• Nina Hartmann
  • 21.10.2024

Der Petitesse-Effekt im Familienunternehmen

In der Unternehmerfamilie steht das Familienunternehmen im Vordergrund. Andere Themen werden oft nicht wertschätzend erkannt.

Der Petitesse-Effekt im Familienunternehmen

Der Petitesse-Effekt im Familienunternehmen

Im Gegensatz zum Impostor-Syndrom (auch Hochstapler-Syndrom genannt), bei dem Menschen sich selber als Mogelpackung empfinden, gibt es noch eine ganz andere Form der nichtverdienten Geringschätzung. Sie hatte bislang noch keinen richtigen Namen und ich habe sie „Petitesse-Effekt“ getauft. Themen, die durch die Meinungsmehrheit nicht ernst genommen werden, werden oft heruntergespielt. Sie werden als Bagatelle angesehen. Als relevante Meinungsmehrheit in diesem Zusammenhang generiert sich eine Quote von ca. 70% und mehr. Häufig begegnet der Petitesse-Effekt Frauen zum Beispiel in der Gremien-Arbeit immer dann, wenn die magische 30%-Schwelle noch nicht erreicht ist. Darüber habe ich einen eigenen Blogartikel geschrieben.

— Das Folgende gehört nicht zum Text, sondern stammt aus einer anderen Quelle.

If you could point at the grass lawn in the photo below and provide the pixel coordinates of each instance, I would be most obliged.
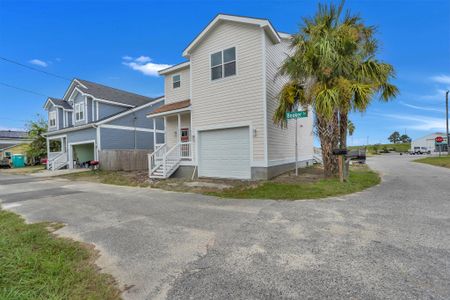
(360, 178)
(443, 161)
(35, 264)
(137, 179)
(25, 170)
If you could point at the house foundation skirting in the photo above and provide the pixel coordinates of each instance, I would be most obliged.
(257, 173)
(265, 173)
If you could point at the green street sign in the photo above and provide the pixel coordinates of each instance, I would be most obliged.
(297, 114)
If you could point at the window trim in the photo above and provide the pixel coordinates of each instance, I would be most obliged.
(53, 112)
(79, 104)
(173, 81)
(223, 64)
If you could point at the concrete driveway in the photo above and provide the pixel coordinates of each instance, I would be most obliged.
(391, 241)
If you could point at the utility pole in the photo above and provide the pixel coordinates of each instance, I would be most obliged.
(446, 122)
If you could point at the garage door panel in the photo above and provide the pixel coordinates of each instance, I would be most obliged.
(225, 153)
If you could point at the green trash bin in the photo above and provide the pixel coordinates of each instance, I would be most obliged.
(18, 160)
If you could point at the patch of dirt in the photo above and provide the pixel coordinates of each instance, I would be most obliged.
(305, 175)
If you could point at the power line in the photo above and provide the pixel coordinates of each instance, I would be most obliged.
(22, 89)
(34, 69)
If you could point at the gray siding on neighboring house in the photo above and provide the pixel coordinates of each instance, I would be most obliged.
(105, 110)
(125, 139)
(138, 118)
(81, 135)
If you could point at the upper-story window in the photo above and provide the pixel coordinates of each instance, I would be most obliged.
(223, 63)
(176, 81)
(79, 111)
(52, 119)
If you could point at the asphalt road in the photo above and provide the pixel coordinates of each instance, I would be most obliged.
(389, 242)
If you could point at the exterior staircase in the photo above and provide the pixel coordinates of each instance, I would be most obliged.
(58, 162)
(163, 162)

Den Petitesse-Effekt erlebe ich aber auch häufig in Familienunternehmen. Viele Menschen, die im Familienunternehmer-Kontext aufgewachsen sind wissen, dass in einer Unternehmerfamilie eigene Werte und Regeln gelten. Die Familie lebt für das Unternehmen und das Unternehmen ernährt die Familie. Und so sitzt das Familienunternehmen mit am Tisch und erfordert eine ständige Aufmerksamkeit. Alle Themen rund um das Familienunternehmen werden von einem Großteil der Familie als wichtig angesehen. Themen außerhalb des Familienunternehmens unterliegen oft dem Petitesse-Effekt. Das führt teilweise dazu, dass die Familie die Augen vor den tatsächlichen Fähigkeiten von einzelnen Familienmitgliedern verschließt und ihnen das Gefühl vermittelt, das "schwarze Schaf" der Familie zu sein. Für diese Familienmitglieder ist es schwierig, in ihrem Leben Fuß zu fassen, da der Gegenwind der Familie lebenslang präsent ist.

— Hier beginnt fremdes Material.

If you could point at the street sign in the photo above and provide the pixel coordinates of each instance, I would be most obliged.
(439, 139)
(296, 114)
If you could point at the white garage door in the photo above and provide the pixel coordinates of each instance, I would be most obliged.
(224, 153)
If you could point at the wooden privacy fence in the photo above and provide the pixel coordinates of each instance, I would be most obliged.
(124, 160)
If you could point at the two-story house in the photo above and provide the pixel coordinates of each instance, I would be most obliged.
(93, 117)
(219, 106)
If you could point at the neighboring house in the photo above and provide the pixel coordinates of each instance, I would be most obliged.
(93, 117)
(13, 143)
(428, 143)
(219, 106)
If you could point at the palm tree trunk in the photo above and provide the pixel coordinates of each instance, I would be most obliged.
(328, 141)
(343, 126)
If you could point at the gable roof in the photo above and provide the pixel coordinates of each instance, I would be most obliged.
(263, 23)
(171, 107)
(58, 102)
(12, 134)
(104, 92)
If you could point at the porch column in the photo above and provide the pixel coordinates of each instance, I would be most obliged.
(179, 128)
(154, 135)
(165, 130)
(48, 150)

Aus objektiver Sicht, stellen diese Familienmitglieder jedoch häufig mit ihren speziellen Interessen und Talenten eine Bereicherung der Großfamilie dar. Je nach Größe und Existenzlaufzeit des Familienunternehmens sind die Toleranz-Bandbreiten völlig unterschiedlich. Ich empfehle bei meinen Beratungen immer jeden seine Lebensfreude finden zu lassen. Es kann sein, dass Teile der Familie musikalisch oder künstlerisch begabt sind, dass sie sozial engagiert sind oder eine besondere Leidenschaft für die Natur und Tiere haben. Natürlich ist es wichtig, dass sie auch die Verantwortung sehen, die ein Familienunternehmen mit sich bringt und dass sie dankbar dafür sind, dass sie eventuell auch auf Kosten des Familienunternehmens ihre Neigungen leben dürfen. Gleichzeitig sollten auch die Menschen, die das Familienunternehmen operativ leiten und übernehmen, Wertschätzung gegenüber den anderen Menschen der Familie zeigen. Oft stehen Gespräche rund um das Familienunternehmen, wie Sorgen, Nöte und Freude des unternehmerischen Alltags im zentralen Mittelpunkt auch emotionaler Aufmerksamkeit. Damit werden die Mitglieder der Familie, die das Familienunternehmen führen, auf vielfältigen Ebenen honoriert.

Gemeinsame Werte und eine Kultur des Vertrauens kann eine solche Toleranzkultur stützen.

Es macht großen Sinn, alle Familienmitglieder in den Familienbund mit einzubringen. Eine Family Governance kann in so einem Bereich helfen, aber auch Mediation oder konstruktive Gespräche fördern die Toleranzkultur. Ein offener Blick auf verschiedene Perspektiven bereichert die Familiengemeinschaft und erspart viel Streitigkeiten und Ärger.